# holiday home - car hire or car purchase?



## dmw (Oct 4, 2008)

Hi,

we are currently spending a total of 3-4 months each year in our holiday home in spain (mainly long weekends or weeks, rather than long stays). so far we have been hiring cars, but we are now thinking about buying a car out there. we'd leave it at a long-term car park at the airport while we are back in the UK.

has anyone done this?
is it recommended?
is it thought to be more expensive to buy a car or hire a car for that period of time?

all thoughts welcome.


----------



## chris(madrid) (Mar 23, 2008)

The problems are more tax/insurance.
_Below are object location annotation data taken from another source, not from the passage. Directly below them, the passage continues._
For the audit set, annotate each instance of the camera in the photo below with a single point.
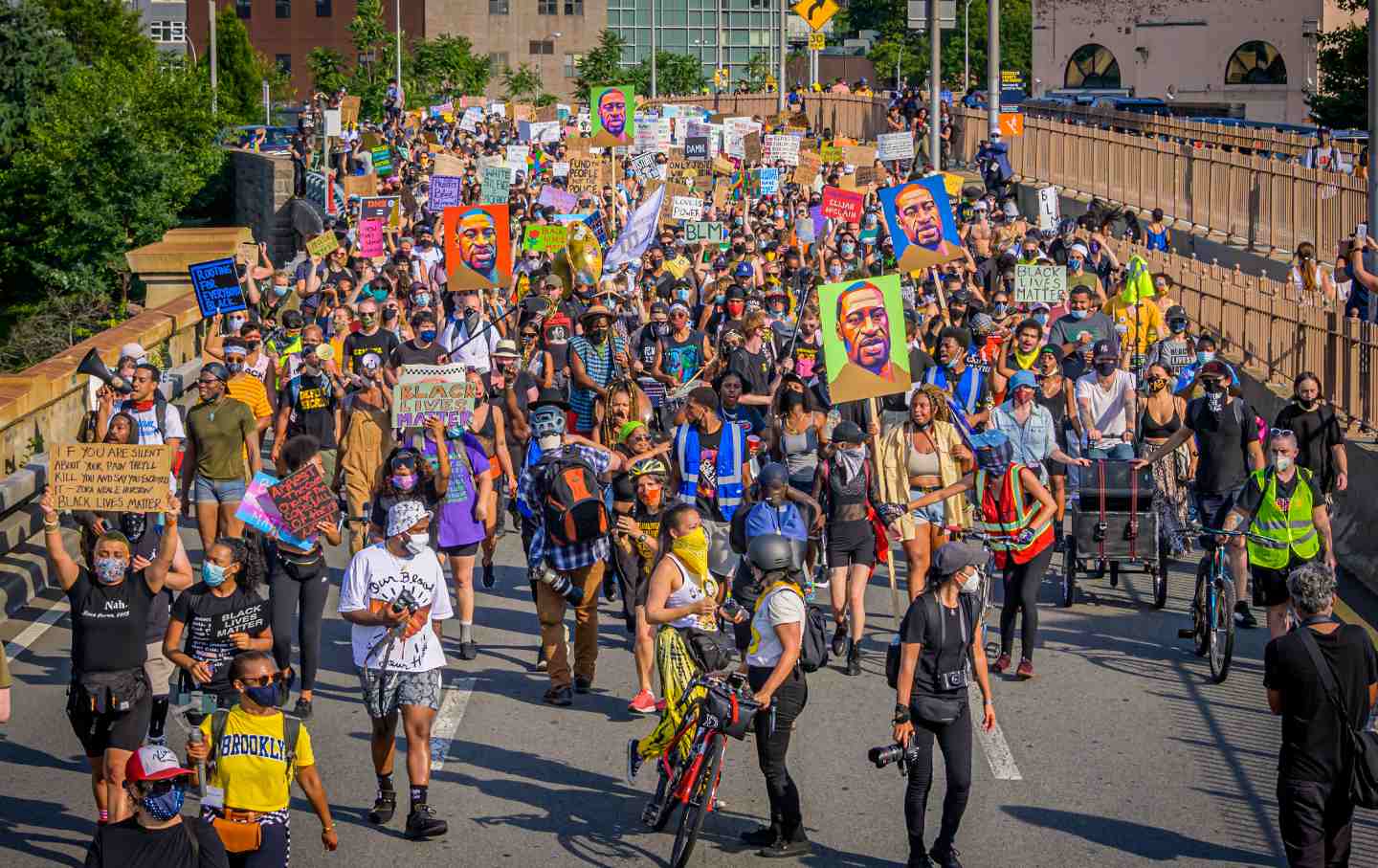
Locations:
(880, 757)
(561, 585)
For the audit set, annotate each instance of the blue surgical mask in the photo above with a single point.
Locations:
(212, 575)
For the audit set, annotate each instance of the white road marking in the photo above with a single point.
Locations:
(40, 626)
(996, 749)
(448, 718)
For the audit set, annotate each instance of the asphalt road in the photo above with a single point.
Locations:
(1121, 752)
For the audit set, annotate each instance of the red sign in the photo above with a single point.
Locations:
(842, 204)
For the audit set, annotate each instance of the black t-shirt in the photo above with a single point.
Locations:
(128, 843)
(210, 620)
(945, 646)
(108, 623)
(1311, 721)
(1316, 433)
(1223, 439)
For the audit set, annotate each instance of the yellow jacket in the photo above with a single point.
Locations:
(893, 472)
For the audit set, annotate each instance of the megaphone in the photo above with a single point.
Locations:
(93, 366)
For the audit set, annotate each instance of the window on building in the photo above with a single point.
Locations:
(1092, 66)
(1256, 62)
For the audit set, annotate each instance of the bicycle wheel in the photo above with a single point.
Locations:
(699, 795)
(1223, 629)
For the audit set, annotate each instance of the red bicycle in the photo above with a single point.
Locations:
(718, 710)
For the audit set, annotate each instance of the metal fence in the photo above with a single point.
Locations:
(1265, 203)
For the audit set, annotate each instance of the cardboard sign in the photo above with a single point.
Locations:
(110, 477)
(545, 238)
(216, 285)
(842, 204)
(445, 191)
(425, 391)
(322, 244)
(1046, 284)
(304, 501)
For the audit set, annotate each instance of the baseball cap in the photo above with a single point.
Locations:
(153, 762)
(404, 516)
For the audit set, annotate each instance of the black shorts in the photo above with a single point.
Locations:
(851, 543)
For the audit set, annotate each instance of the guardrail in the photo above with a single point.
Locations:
(1265, 203)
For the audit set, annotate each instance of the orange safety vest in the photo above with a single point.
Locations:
(1004, 516)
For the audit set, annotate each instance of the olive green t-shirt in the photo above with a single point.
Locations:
(218, 433)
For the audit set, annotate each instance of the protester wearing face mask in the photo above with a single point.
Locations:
(394, 597)
(157, 835)
(253, 754)
(109, 701)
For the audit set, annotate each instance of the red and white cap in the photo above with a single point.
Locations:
(153, 762)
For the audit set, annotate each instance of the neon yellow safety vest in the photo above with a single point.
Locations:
(1286, 532)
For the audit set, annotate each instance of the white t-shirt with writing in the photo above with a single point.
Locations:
(373, 579)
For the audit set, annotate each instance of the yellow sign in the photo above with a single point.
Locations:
(816, 12)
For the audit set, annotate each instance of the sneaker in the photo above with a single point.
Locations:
(642, 702)
(634, 761)
(1246, 614)
(423, 823)
(384, 806)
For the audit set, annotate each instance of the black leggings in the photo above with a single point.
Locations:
(1021, 583)
(300, 591)
(955, 740)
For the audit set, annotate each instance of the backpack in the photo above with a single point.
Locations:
(570, 501)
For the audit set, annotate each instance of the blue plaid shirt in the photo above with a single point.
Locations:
(564, 558)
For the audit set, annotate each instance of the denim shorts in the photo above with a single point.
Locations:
(216, 491)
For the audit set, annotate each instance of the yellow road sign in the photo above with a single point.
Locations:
(816, 12)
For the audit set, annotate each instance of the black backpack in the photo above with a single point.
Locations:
(570, 501)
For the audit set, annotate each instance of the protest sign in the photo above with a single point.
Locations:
(703, 232)
(304, 501)
(216, 285)
(842, 204)
(322, 244)
(545, 238)
(1046, 284)
(445, 191)
(115, 477)
(423, 391)
(895, 146)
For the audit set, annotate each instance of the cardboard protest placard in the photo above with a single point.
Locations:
(425, 391)
(216, 284)
(545, 238)
(322, 244)
(921, 222)
(258, 511)
(842, 204)
(863, 338)
(113, 477)
(478, 251)
(1046, 284)
(445, 191)
(304, 501)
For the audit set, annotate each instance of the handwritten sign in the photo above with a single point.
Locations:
(110, 477)
(842, 204)
(423, 391)
(1046, 284)
(216, 285)
(303, 501)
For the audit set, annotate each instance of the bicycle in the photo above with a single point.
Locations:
(720, 710)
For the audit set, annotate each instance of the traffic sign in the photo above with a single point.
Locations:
(816, 12)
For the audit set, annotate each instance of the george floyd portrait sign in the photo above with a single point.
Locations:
(863, 338)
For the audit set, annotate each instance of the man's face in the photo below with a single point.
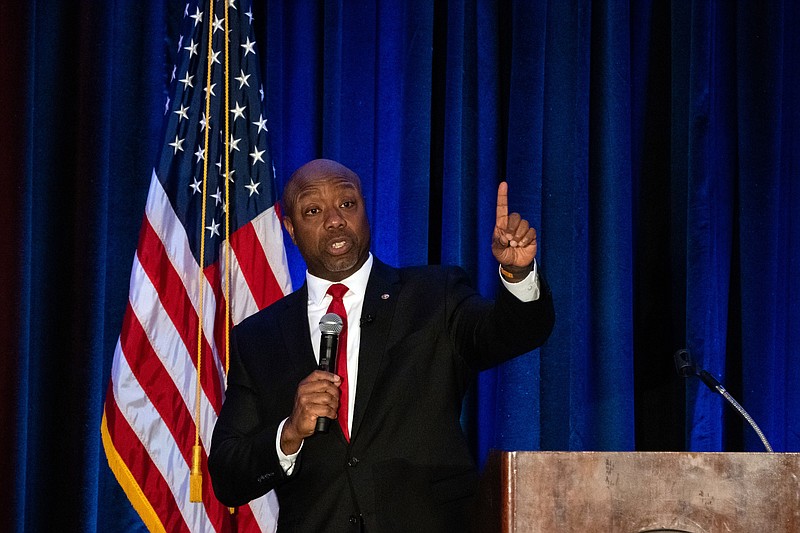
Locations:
(328, 223)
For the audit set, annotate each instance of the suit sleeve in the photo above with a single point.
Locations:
(488, 333)
(243, 462)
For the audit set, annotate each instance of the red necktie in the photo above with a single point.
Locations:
(338, 290)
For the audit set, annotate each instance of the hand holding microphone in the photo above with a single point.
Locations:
(330, 326)
(314, 403)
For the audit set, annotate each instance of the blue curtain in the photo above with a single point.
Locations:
(654, 146)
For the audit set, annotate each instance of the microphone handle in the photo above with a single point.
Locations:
(712, 383)
(328, 345)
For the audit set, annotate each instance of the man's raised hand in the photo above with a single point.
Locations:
(513, 240)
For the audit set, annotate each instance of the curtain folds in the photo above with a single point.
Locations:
(653, 145)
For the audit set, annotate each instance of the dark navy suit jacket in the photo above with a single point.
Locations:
(425, 334)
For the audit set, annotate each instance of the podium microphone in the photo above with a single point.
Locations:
(687, 368)
(330, 326)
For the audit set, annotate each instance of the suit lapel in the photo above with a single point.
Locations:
(380, 299)
(294, 325)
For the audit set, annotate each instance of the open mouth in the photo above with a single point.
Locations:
(339, 246)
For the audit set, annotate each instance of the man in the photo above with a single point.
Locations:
(415, 339)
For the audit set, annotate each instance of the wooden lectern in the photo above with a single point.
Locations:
(637, 492)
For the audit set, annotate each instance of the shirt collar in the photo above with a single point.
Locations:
(356, 282)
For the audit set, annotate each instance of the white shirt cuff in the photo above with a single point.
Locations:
(286, 461)
(526, 290)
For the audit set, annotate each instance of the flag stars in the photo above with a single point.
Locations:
(242, 79)
(238, 111)
(213, 229)
(187, 81)
(253, 187)
(182, 113)
(261, 123)
(192, 48)
(256, 155)
(177, 145)
(217, 196)
(198, 16)
(217, 23)
(248, 46)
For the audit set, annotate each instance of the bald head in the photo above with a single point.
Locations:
(324, 213)
(316, 170)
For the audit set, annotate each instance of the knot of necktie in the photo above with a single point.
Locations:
(337, 291)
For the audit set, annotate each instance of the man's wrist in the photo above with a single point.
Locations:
(515, 274)
(290, 440)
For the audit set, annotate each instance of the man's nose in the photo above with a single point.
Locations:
(335, 219)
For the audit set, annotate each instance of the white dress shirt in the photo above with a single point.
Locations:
(526, 290)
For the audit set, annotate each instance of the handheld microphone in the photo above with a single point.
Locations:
(687, 368)
(330, 326)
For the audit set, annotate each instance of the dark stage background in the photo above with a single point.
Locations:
(654, 145)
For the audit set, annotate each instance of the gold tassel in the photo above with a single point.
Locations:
(196, 477)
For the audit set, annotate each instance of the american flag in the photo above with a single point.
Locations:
(153, 408)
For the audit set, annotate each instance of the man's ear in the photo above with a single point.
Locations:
(287, 223)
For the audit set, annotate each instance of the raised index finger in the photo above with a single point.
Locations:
(502, 204)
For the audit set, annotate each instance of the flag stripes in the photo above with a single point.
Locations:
(150, 420)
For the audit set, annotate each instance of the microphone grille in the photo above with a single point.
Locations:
(331, 324)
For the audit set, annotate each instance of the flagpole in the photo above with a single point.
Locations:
(195, 475)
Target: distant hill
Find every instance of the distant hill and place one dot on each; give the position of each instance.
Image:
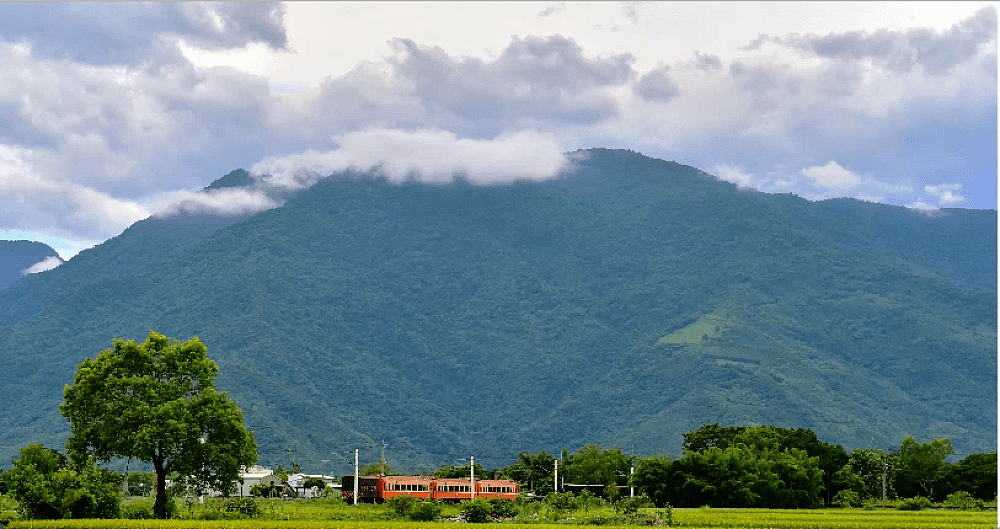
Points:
(625, 303)
(17, 257)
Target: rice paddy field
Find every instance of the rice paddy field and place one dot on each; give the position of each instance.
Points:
(306, 516)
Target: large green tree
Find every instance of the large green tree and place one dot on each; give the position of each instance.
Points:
(156, 401)
(921, 466)
(592, 464)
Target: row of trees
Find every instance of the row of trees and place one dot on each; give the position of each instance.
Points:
(155, 402)
(764, 466)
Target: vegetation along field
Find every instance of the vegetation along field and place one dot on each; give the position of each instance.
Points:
(326, 514)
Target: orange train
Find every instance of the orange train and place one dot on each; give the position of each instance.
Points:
(377, 489)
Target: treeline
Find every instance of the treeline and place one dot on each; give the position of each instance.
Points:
(767, 467)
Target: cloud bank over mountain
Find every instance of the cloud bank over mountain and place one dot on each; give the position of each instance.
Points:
(113, 112)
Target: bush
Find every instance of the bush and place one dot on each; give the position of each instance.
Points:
(962, 500)
(402, 505)
(630, 506)
(504, 507)
(916, 503)
(142, 509)
(847, 498)
(245, 506)
(137, 510)
(425, 511)
(477, 511)
(45, 483)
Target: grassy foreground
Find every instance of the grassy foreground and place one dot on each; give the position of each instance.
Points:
(686, 518)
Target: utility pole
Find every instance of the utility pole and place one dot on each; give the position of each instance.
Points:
(631, 481)
(356, 491)
(381, 469)
(555, 479)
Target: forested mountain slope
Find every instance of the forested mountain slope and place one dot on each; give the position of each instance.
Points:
(625, 303)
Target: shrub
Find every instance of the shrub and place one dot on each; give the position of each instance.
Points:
(847, 498)
(476, 511)
(402, 504)
(504, 507)
(630, 506)
(962, 500)
(137, 510)
(915, 503)
(425, 511)
(246, 506)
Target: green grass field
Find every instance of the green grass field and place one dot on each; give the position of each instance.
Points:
(317, 514)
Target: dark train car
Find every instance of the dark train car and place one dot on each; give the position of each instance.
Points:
(497, 488)
(416, 486)
(368, 489)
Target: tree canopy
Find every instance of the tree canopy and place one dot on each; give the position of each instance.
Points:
(156, 401)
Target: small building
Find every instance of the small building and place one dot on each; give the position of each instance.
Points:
(297, 482)
(255, 475)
Simply if you're a non resident and depending on where you live (taxation is local) you MAY NOT be able to have a Spanish plated car or worse still not get insurance. And it cant be a UK plated one legally. Think about MoT obligations too. Long weekends - I'd hire.


----------



## jojo (Sep 20, 2007)

chris(madrid) said:


> The problems are more tax/insurance. Simply if you're a non resident and depending on where you live (taxation is local) you MAY NOT be able to have a Spanish plated car or worse still not get insurance. And it cant be a UK plated one legally. Think about MoT obligations too. Long weekends - I'd hire.



I'd agree with Chris, you'd have one less thing to worry about whilst you're not here. I'm sure you could find a car rental company that could or would strike up a deal?? Long term car parks arent necessarily that cheap either! We used one in March for 5 days and it cost over 40 euros, although again, they may be prepared to strike up a deal??. 

I guess you need to do some phoning round for prices and working out of figures etc

Jo


----------